Ammo Grrrll declares: I AM DEFINITELY CIA MATERIAL. She writes:
I am taking a wee break from the travelogue, even though we have (in the beautiful poetry of Robert Frost) “miles to go before we sleep…in our own bed.” We will have much to discuss when I return to the topic. But for now…
By now we have all seen the mortifying ad for CIA recruitment or public relations or whatever it was about with the nice looking Blatherer of Tannish-Gold Color delivering a word salad on why she is “occupying her space” and NOT at all a fraud or imposter and a tremendous asset to The Company because of her great diverse diversity, which, by the way, had NOTHING — not a THING — to do with her being hired. She is super clear on that point.
She has major AWARDS – for Middle East expertise? For the ability to infiltrate MS-13 gangs? Oh heck, no. For – try to guess! – DIVERSITY!! Yes! You can get hired just for diversity and then get awarded for that very diversity! What a country. The ad virtually defies parody, but I like to do things in defiance, so here goes.
You have to be inspired by someone who lists her Generalized Anxiety Disorder as an ASSET — proudly putting the “panic” in Hispanic. And what would anyone want more in a spy than nervousness? It worked for Maxwell Smart. Seeing that ad, I feel emboldened to apply. Imagine a Dr. Ruth-sized elderly white woman bravely overcoming her plantar’s fasciitis clomping in high heels while speaking in Intersectional Gibberish at the camera. If I had a video like Dolores McDiversity, here’s what it would look like:
Hello, CIA. Well, here I am occupying my space, but frankly not much of it. I am a vertically challenged cisgender woman of pinkish-beige color. Like your poster girl, I also have Generalized Anxiety Disorder, although mine is so bad that it is in a category all on its own called Yucky Everlasting Godawful Anxiety Disorder Syndrome, or as it’s known in the nutjob trade: YE GADS.
I also have (and sadly, this is NOT a parody) Irritable Bowel Syndrome. Nothing could be more highly prized in a spy than someone who, in the middle of an op, in say, Afghanistan, would whisper urgently, “Could someone please tell me quickly where the nearest bathroom is? And will they have Charmin Ultra Soft, because that is the only toilet paper I like?” And then, on a bad day, say it again 20 minutes later. And so on. Big fun! But certainly diverse, though not all that diverse, because something like 50-70 MILLION Americans have IBS. Though we never have a convention which could draw more attention and support to our cause because no arena has enough bathrooms.
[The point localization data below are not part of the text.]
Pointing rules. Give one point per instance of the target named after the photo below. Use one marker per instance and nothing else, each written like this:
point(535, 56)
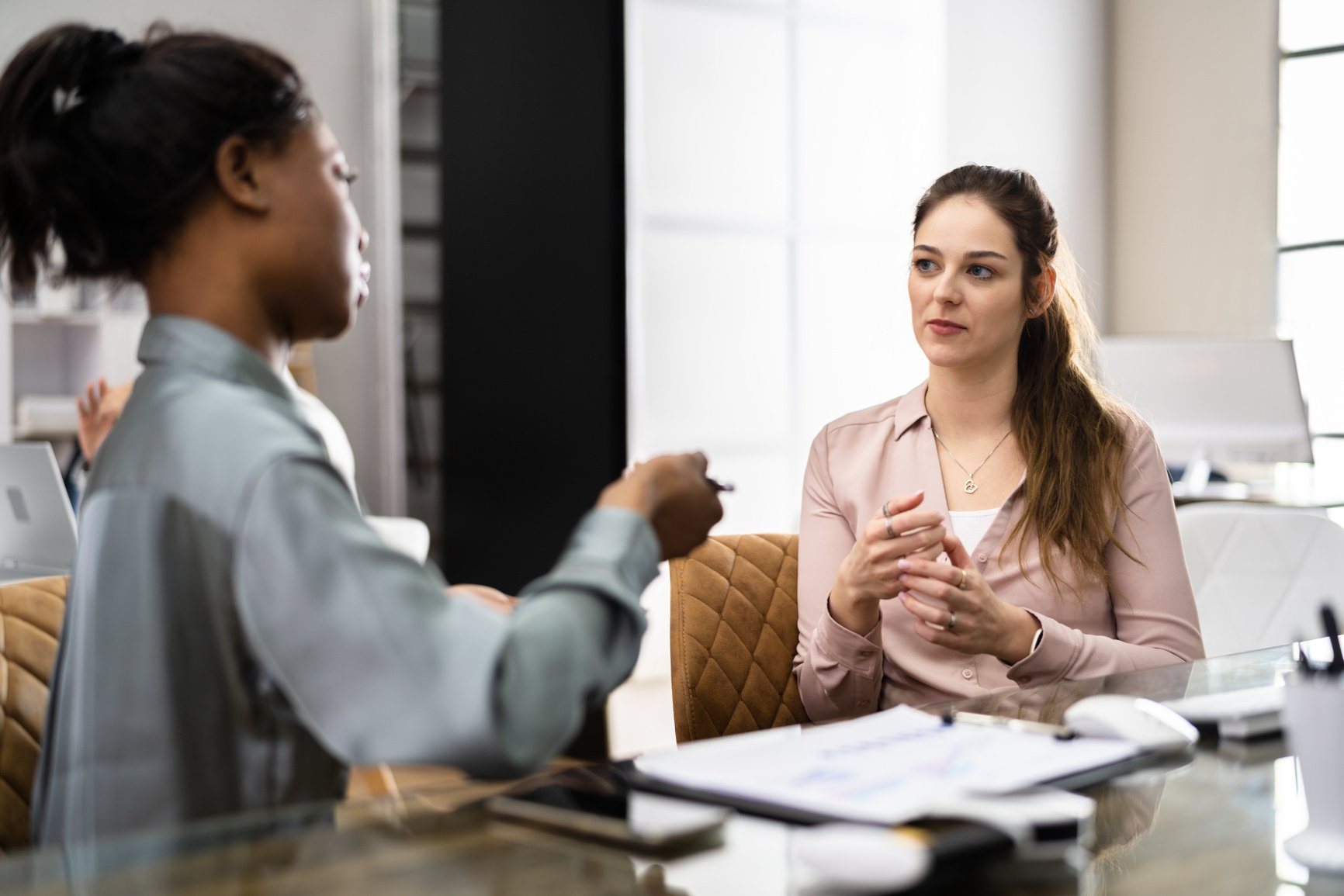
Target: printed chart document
point(886, 769)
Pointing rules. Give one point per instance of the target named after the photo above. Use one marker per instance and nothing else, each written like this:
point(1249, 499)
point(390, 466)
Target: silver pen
point(1004, 721)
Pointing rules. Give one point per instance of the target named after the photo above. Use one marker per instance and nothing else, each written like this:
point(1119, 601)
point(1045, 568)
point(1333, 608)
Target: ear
point(1044, 293)
point(240, 171)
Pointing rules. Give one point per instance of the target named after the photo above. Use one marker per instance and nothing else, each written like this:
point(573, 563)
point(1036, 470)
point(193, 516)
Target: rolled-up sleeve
point(839, 670)
point(383, 666)
point(1152, 600)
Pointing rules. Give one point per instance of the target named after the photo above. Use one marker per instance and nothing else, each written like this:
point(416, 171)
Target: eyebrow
point(979, 253)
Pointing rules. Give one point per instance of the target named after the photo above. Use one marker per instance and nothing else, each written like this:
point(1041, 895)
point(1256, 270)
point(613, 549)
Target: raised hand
point(870, 574)
point(975, 620)
point(100, 409)
point(677, 497)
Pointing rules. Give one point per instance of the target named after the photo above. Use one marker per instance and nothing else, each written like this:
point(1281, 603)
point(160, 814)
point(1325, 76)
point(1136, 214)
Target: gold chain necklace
point(969, 488)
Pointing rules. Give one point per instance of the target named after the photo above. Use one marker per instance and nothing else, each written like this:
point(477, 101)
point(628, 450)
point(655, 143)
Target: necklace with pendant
point(969, 488)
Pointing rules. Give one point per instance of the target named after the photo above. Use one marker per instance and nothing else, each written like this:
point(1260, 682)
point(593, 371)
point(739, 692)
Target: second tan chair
point(29, 624)
point(734, 633)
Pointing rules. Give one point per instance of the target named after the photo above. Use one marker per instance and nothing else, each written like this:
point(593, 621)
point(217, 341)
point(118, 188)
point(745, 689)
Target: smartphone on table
point(598, 804)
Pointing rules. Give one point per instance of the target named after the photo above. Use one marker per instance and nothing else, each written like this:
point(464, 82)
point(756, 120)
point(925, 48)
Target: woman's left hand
point(976, 621)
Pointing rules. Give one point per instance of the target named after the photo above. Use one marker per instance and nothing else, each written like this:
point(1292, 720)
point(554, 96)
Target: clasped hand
point(975, 620)
point(895, 556)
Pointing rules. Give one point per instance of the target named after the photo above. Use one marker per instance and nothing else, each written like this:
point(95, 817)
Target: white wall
point(347, 53)
point(1193, 172)
point(1027, 89)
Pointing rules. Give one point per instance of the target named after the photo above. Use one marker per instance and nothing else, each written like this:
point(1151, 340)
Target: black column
point(532, 281)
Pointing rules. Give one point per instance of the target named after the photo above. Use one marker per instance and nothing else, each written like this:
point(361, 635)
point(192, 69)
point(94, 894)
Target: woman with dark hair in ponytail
point(235, 633)
point(1006, 523)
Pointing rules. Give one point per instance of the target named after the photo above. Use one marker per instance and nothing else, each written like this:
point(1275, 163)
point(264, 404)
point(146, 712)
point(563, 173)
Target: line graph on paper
point(883, 767)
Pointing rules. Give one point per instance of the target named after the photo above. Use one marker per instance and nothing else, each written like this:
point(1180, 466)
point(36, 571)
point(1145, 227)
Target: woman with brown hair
point(1006, 523)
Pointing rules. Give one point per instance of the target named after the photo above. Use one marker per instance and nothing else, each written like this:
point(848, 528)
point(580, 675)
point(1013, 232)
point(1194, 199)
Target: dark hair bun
point(105, 143)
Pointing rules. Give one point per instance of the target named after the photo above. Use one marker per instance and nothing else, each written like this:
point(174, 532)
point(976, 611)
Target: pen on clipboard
point(1059, 732)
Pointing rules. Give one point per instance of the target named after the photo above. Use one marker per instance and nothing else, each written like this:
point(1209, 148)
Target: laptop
point(36, 523)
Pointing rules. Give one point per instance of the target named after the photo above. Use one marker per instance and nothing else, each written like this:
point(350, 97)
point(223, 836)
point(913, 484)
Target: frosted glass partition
point(1312, 316)
point(1311, 145)
point(715, 130)
point(715, 343)
point(776, 156)
point(855, 345)
point(1304, 25)
point(871, 119)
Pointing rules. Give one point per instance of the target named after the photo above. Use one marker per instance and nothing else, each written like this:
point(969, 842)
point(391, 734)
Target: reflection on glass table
point(1213, 822)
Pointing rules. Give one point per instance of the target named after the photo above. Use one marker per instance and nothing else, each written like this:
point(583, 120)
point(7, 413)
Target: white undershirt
point(971, 525)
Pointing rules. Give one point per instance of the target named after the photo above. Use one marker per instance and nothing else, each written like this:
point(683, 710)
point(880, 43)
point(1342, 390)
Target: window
point(1311, 203)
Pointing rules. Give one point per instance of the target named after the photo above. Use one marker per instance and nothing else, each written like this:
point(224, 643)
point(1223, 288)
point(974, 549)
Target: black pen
point(1332, 631)
point(1013, 725)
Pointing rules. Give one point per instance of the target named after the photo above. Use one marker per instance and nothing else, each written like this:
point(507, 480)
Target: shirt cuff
point(859, 653)
point(613, 552)
point(1053, 657)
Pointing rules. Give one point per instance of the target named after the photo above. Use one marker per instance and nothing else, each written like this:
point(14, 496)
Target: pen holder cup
point(1314, 721)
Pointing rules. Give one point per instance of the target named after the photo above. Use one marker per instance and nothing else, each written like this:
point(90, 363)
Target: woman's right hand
point(870, 576)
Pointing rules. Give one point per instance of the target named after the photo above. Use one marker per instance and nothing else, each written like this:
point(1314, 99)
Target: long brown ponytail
point(1070, 431)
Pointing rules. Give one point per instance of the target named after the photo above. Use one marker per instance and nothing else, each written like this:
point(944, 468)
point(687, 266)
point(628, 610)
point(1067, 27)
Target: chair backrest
point(734, 633)
point(29, 624)
point(1259, 574)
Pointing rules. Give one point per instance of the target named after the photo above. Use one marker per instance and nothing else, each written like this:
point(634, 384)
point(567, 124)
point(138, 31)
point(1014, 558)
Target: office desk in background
point(1211, 825)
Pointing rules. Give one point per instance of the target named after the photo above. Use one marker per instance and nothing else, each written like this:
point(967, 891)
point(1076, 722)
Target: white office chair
point(1259, 574)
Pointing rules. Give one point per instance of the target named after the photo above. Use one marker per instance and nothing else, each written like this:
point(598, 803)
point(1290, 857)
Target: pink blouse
point(870, 455)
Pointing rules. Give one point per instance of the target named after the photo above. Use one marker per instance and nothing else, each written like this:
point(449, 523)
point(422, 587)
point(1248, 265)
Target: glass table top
point(1214, 821)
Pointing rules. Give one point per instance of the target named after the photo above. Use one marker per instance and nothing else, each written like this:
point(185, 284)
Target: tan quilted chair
point(29, 624)
point(734, 631)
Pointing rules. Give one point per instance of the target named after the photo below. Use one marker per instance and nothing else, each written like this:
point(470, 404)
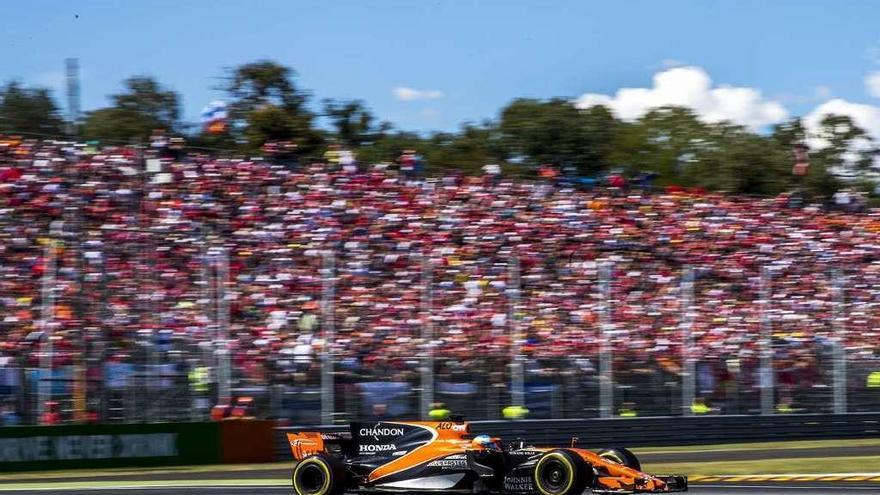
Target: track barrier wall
point(661, 431)
point(31, 448)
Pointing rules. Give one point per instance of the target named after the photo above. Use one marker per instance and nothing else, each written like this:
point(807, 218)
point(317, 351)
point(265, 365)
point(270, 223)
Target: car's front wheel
point(561, 472)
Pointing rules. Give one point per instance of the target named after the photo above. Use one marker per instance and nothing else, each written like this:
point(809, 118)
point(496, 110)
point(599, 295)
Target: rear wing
point(307, 443)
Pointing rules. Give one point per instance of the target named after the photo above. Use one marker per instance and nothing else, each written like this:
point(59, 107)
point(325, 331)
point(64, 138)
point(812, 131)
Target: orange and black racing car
point(422, 457)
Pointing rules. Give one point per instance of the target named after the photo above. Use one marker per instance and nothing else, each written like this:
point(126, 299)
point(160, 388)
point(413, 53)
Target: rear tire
point(561, 472)
point(318, 475)
point(621, 456)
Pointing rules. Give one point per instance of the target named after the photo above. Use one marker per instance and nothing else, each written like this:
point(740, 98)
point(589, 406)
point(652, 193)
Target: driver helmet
point(486, 442)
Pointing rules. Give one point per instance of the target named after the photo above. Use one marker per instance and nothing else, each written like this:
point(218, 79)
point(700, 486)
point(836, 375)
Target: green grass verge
point(800, 444)
point(833, 465)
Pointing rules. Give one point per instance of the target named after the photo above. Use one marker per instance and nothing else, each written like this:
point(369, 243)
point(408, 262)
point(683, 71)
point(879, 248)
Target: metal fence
point(599, 334)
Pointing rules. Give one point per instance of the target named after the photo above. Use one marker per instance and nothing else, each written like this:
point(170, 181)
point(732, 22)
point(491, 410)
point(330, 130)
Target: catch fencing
point(352, 333)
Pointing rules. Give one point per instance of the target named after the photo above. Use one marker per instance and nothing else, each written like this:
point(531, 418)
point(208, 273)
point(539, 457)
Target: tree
point(143, 107)
point(265, 104)
point(29, 110)
point(555, 131)
point(352, 122)
point(847, 149)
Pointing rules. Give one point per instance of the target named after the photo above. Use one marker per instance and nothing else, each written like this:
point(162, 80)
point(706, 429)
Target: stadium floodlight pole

I might get this very high-paying job if the CIA needs to fill a slot of “nervous elderly short women.” I do fear that someone vastly more qualified might then try to make me feel like an “imposter,” so now I am claiming my place and occupying my space, which is why I often get mail addressed to “Occupant.”
I wish whoever taught me to speak in these idiotic phrases and nonsense words would take a long hike off a short pier. This was a knee-slapping joke insult that trended big in 1958, when I was 12. Even though it is illegal to discriminate against a person because of age, you may have been able to suss out that I am currently 74, bearing in mind that getting the so-called “right” answer in Math is racist. So you got your age diversity right there, too – a three-fer: old, short, AND anxious! “Woman” has been sooo done.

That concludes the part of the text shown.